Business rates relief cut to 66% as BRC and KBB retailers question a ‘broken’ system

Retailers around the UK from July 1 will have to pay a third of their business rates bill after the Government reduced its relief scheme in England from 100% to 66%.

The British Retail Consortium welcomed the fact that there would be some continuing help for struggling retailers with business rates bills, but added that it regarded the system as “intrinsically broken”.

BRC chief executive Helen Dickinson (pictured) said: “While continued business rates relief is welcome, the simple fact is that the system is intrinsically broken. This limited relief will not go far enough to support those retailers that were shuttered for months during lockdowns and are now starting to trade their way back.”

Dickinson added: “The Government must now stand by its business rates review commitment to reduce the burden rates place on businesses and ensure that the system reflects current market conditions, not outdated valuations from 2015. The Government must ensure there are no further delays to the outcome of the fundamental review and put in place bridging relief until we move to a more sensible system which takes account of market realities.”

BRC CEO Helen Dickinson
BRC CEO Helen Dickinson

Figures suggest that some two million premises took advantage of the business rates relief scheme, saving the companies involved around £14 billion.

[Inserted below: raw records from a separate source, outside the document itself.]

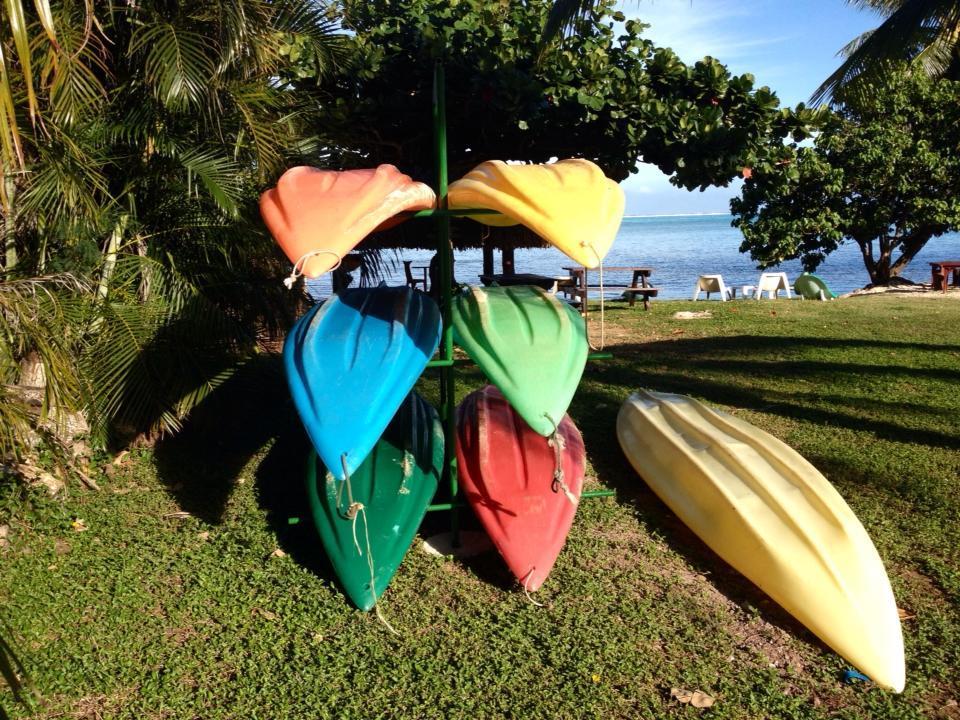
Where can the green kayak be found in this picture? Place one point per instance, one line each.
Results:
(530, 344)
(371, 522)
(810, 287)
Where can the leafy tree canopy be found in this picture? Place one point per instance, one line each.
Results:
(924, 32)
(613, 98)
(885, 175)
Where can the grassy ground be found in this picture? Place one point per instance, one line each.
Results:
(173, 602)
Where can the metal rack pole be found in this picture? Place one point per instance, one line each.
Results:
(445, 278)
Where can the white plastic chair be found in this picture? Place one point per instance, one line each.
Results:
(772, 284)
(712, 284)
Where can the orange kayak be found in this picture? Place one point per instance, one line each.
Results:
(318, 216)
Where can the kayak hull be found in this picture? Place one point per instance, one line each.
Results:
(771, 515)
(810, 287)
(318, 216)
(395, 484)
(507, 474)
(570, 203)
(351, 362)
(528, 343)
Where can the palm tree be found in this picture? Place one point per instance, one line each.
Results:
(924, 32)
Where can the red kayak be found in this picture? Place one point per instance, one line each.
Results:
(509, 475)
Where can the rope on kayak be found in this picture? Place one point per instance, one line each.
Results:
(556, 442)
(355, 510)
(526, 580)
(586, 300)
(298, 266)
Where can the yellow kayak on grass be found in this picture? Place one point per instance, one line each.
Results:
(769, 513)
(571, 204)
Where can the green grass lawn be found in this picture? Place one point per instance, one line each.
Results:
(173, 602)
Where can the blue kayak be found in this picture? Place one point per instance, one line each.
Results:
(350, 363)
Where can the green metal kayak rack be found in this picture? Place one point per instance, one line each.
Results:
(446, 363)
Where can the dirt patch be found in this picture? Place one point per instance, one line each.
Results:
(178, 636)
(921, 291)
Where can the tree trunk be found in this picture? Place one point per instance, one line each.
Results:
(110, 261)
(908, 251)
(9, 221)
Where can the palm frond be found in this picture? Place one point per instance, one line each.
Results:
(177, 63)
(149, 363)
(911, 27)
(77, 72)
(38, 316)
(218, 174)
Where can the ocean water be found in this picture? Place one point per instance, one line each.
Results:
(678, 249)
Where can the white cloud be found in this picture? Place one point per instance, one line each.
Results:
(695, 28)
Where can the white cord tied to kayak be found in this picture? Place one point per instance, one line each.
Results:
(559, 483)
(586, 300)
(355, 510)
(298, 266)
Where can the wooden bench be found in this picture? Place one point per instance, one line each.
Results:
(580, 288)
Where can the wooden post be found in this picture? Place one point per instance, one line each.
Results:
(506, 260)
(487, 258)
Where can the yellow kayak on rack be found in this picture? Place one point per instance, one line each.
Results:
(571, 204)
(769, 513)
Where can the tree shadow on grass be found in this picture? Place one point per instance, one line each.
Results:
(595, 413)
(248, 416)
(201, 463)
(680, 366)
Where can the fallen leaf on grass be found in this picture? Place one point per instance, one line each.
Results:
(696, 698)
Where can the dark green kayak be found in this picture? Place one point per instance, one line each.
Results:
(390, 492)
(530, 344)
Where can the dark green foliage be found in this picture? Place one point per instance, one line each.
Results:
(884, 174)
(158, 126)
(921, 32)
(196, 614)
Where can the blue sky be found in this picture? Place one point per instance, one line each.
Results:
(790, 46)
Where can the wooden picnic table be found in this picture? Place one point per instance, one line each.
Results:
(639, 284)
(940, 272)
(547, 282)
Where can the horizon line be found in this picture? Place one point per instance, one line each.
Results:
(625, 217)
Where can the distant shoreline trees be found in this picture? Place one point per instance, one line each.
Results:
(884, 174)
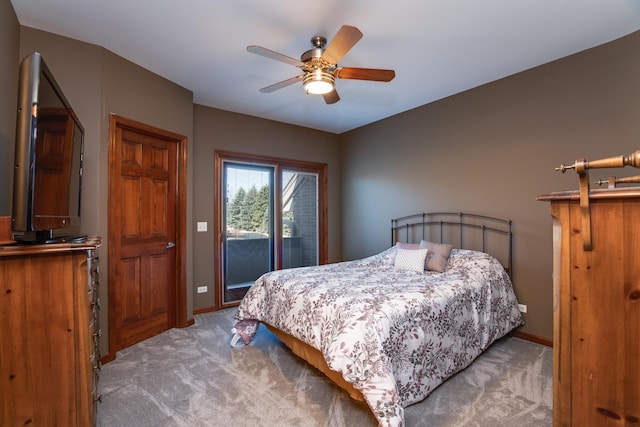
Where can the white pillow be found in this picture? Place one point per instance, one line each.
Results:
(410, 259)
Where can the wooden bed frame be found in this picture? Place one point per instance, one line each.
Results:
(469, 231)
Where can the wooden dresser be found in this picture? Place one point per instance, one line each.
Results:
(596, 353)
(49, 334)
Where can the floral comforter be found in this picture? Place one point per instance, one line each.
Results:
(394, 334)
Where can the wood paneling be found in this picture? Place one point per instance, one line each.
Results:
(597, 310)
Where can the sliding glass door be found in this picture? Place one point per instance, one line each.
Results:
(299, 198)
(270, 217)
(249, 238)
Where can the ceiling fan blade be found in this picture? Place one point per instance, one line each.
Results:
(364, 74)
(346, 37)
(280, 85)
(259, 50)
(331, 97)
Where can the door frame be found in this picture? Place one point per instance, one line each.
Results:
(221, 156)
(182, 320)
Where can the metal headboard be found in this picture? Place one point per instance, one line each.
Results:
(453, 226)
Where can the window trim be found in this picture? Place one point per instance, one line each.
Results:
(222, 156)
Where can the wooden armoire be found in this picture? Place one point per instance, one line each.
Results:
(49, 334)
(596, 286)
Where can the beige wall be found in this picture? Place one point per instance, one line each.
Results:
(9, 60)
(98, 83)
(492, 150)
(222, 130)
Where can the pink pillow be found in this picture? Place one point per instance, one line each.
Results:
(401, 245)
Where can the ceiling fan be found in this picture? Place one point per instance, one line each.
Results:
(320, 65)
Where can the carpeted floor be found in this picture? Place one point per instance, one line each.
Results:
(192, 377)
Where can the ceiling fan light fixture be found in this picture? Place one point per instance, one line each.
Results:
(318, 82)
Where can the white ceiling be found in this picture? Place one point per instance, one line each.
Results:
(437, 47)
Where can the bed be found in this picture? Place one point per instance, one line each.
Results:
(391, 327)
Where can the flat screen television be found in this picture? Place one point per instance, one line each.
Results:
(49, 148)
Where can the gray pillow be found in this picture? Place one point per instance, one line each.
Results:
(437, 255)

Many smaller KBB retailers are, in any case, eligible for 100% business rates relief anyway.

We polled our kbbreview100 think tank of retailers nationwide to ask what they thought about the development. Two-thirds of respondents said they had taken advantage of the rates relief scheme. None said they felt the change to 66% would adversely affect their businesses going forward.

Trevor Scott, chief executive of RFK in Rugby, said: “This scheme was one of many instigated during the pandemic to help businesses to survive. It was very helpful, as it kept cash in the business that, certainly in the early days, was sorely needed. Realistically, for our industry at least, that time has passed, so we are happy to restart paying in line with the changes to the scheme.”

Richard Reynolds, chairman of CP Hart, suggested that surging customer demand should make paying the rates bill a little easier: “Of course, any reduction in support will put pressure on cash flow ­ but the lifting of lockdowns and surge in customer demand should make further support unnecessary.“

Ian Coghill, a director of Riddle and Coghill in Edinburgh, was grateful for the help, but disparaging about what he believes he gets for his rates money: “Any assistance was helpful, as we were forced to close as an industry for a considerable time and are still being restricted by the current shortages of goods that the various governments have created due to the pandemic. Add to that the ludicrous road management schemes now making town centres even less attractive to visit and I don’t know what we are actually getting of value by paying rates to start with. You have to pay for parking and you can’t put a sign up without planning permission. Business rates aren’t value, they’re extortion.”

Darren Taylor, managing director of Searle and Taylor in Winchester, was also unimpressed with the iniquities of the rates system. He said: “The high street is in constant battle with online retailers. These online-only businesses rarely pay business rates. If they do, it’s at a much lower rate, as the set ‘rateable value’ will be lower on an out-of-town warehouse than on a high street.”

One KBB studio owner who preferred to remain anonymous commented: “We took full advantage of the business rates relief – and rightly so, given that it was the Government that prevented us from trading, causing us huge financial challenges as a result. The residual trade restrictions continue to have serious implications for our ability to trade and service the pent-up demand. In my opinion, the Government should have absolutely zero call on any business taxes for as long as they put obstacles in our way to free and open trade.”

Federation of Small Business national chair Mike Cherry echoed the BRC’s sentiments on business rates: “For too long the business rates system has been outdated and regressive, and the ongoing pandemic has only highlighted the need for serious reform in the months ahead. But over the past few months, many small firms have benefited from the retail, hospitality and leisure relief which has helped to ensure businesses don’t go under and jobs are saved.”